Why do we choose just a single day to honor Planet Earth, to call attention to the need to provide tender loving care to the only planet upon which human beings can survive — and thrive?
But … that’s what we do. Today is Earth Day, dear reader.
It was founded on this day 48 years ago to protest the damage that massive industrialization had done to our cherished planet. So, the recognition continues.
But this Earth Day is a bit worrisome to many of us.
Why? Well, we have a government agency — the Environmental Protection Agency — that is run by someone who doesn’t seem to place as much value on the protection part of his agency’s mission as many millions of us would prefer.
EPA Administrator Scott Pruitt seems hell bent on wiping environmental protection regulations off the books. He has the support of the president who nominated him to this job. Frankly, Pruitt’s management so far of the EPA has been nothing short of shameful.
But I prefer instead to look beyond the bumbling bureaucrat who runs the EPA.
Each of us has a role to play in caring for the Good Earth. Therefore, I won’t waste time criticizing the government — beyond what I’ve just stated in this blog post.
Our planet’s climate is changing. Coastal lowland is at risk of being inundated. We keep cutting down millions of acres of trees to make room for more cement and steel, which depletes the atmosphere of oxygen that living creatures consume to survive. We’re burning more fossil fuels, putting even more pressure on our fragile atmosphere.
Yes, there are alternatives to pursue. How do we look for them as individuals or families? We can drive fuel-efficient motor vehicles. We can perhaps invest more in alternative forms of energy. It’s windy out there and last I heard, the wind is as clean and infinite an energy supply as I can imagine.
Then there’s water.

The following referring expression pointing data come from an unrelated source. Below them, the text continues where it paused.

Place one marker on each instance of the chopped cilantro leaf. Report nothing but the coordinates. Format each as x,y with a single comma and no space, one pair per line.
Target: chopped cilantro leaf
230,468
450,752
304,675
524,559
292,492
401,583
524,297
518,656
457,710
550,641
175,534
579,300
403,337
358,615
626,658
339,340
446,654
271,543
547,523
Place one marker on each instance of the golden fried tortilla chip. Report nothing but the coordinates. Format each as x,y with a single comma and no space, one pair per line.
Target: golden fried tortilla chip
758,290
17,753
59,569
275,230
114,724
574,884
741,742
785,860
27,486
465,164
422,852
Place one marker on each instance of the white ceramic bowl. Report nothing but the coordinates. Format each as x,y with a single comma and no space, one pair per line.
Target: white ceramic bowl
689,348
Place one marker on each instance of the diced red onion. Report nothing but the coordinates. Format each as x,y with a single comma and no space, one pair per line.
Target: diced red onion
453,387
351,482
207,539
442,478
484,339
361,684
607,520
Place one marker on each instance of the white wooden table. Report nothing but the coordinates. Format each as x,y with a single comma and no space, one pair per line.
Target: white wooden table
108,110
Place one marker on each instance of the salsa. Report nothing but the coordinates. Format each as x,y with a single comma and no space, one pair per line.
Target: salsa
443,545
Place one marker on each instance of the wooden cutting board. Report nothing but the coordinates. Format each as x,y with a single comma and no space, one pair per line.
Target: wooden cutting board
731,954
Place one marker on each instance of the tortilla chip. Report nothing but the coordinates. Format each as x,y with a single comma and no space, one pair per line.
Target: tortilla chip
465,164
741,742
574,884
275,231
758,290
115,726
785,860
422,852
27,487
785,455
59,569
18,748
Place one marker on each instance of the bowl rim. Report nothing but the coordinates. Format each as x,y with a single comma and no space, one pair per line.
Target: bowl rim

If you thought oil and natural gas were the lifeblood of a community, try building a town or a city without water. Those who live on the High Plains of Texas, Oklahoma and New Mexico know the value of water. That aquifer that flows under us is receding. What are we going to do about it?
Protecting Mother Earth isn’t just a one-day-per-year event. It ought to be at the top of our minds every day.
Check this out from the Amarillo Globe-News: “Where I work we have a program called Stewardship 365, and it’s an oil and gas company” said Amarillo Environmental Task Force member Cole Camp as he conducted a recent tour of one of the City’s recycling venues at 27th and Hayes. “So we’re working to make sure people take that mindset of being cognizant of the environment home with them. It’s not just at work. It doesn’t have to be difficult. I find it really easy to do these things. It’s just as easy for me to put my cans in my recycling bin in my garage, as it is to throw it away in the trash can. It’s just a couple of more feet. So, with a little effort, we can make a lot of progress. By using the recycling facilities here in the City and keeping the waste from going to landfill, the landfill doesn’t expand nearly as fast and the City doesn’t have to pay for methane systems. By recycling we’re reducing waste and saving money.”
Excellent advice. Happy Earth Day … today and always!